Am 3. Tag ging mit der 2. Tour weiter und wir hatten wieder großes vor. Man sah bereits von der Ferienwohnung aus den Gipfel des Hochries. Doch aus der letzten Tour gelernt, versuchten wir zuerst die flachere Variante mit der oft positiv hervorgehobenen Hochries Umrundung auf dem neben dem Gipfel verlaufenden Trail. Auf der Karte sah dieser schon sehr gut aus, ewig lang und leicht abschüssig, perfekt. Doch auch hier gab es eine nicht unbedeutende Anfahrt. Der Berg war Teil der auf der gegenüberliegenden Bergkette. 10 km waren es bis zum Start der kommentierten Tour. Wir entschieden uns für die Variante aus dem MTB-Magazin. Natürlich etwas an unsere Bedürfnisse angepasst
Um uns den Weg zu versüßen sind wir über einen schnellen dunklen Trail von unserem Hausberg hinab in die Stadt. Auf dem Weg über den Inn gab es neben der Schnellstraße sogar ein Radweg, das machte die Anfahrt erträglich. Vorbei am Altersheim ging es das Mühlthal am Steinbach langsam hinauf. Nach etwa 45 Minuten waren wir dann auf der bewerteten Tour angekommen und es ging direkt steil nach oben.

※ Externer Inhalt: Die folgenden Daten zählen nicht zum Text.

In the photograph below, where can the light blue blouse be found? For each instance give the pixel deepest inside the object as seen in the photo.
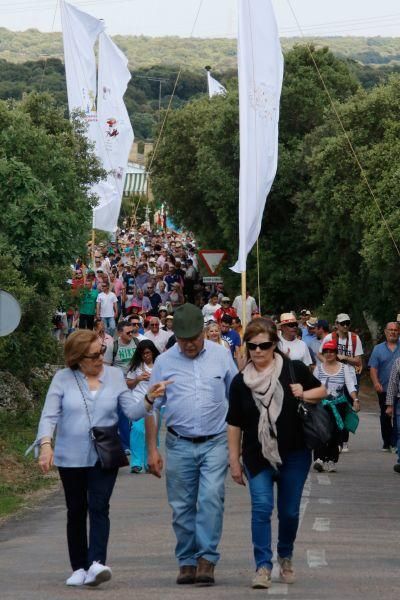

Auf Asphalt kamen wir noch an ein paar Ferienwohnung vorbei, deutlich höher als unsere. Da wurde ich direkt gefragt warum nicht hier gebucht wurde
Weiter oben tauchte am Horizont ein Gipfel nach dem anderen auf, jeder höher als das was vorher die Sicht darauf verdeckte. Und da kam plötzlich noch mal ein ganz großer zum Vorschein. Als ich darauf hinwies dort den Hochries zu sehen und deutlich zu erkennen war das wir erst ein 1/5 oder so geschafft hatten, ging das Gestöhne und Gejammer los. Aber deswegen waren wir ja hier
Ab Bruchfeld wurde aus der Straße ein Schotterweg und es tauchten immer noch Parkplätze auf, auf denen Wanderer entspannt aus ihren Klimatisierten Fahrzeugen ausstiegen.
Über breite Schotterwege sammelten wir nach und nach weiter unsere Höhenmeter. Spannend war dabei die Menge an CC Bikern die uns entgegen kam. Wenn man mal einen sieht, der sich da bergab verirrt hat wäre das noch normal gewesen, doch da kamen immer mal welche herunter. Das konnte nur Absicht gewesen sein. Auch wenn es noch so schwer vorstellbar ist das man sich sowas freiwillig antut.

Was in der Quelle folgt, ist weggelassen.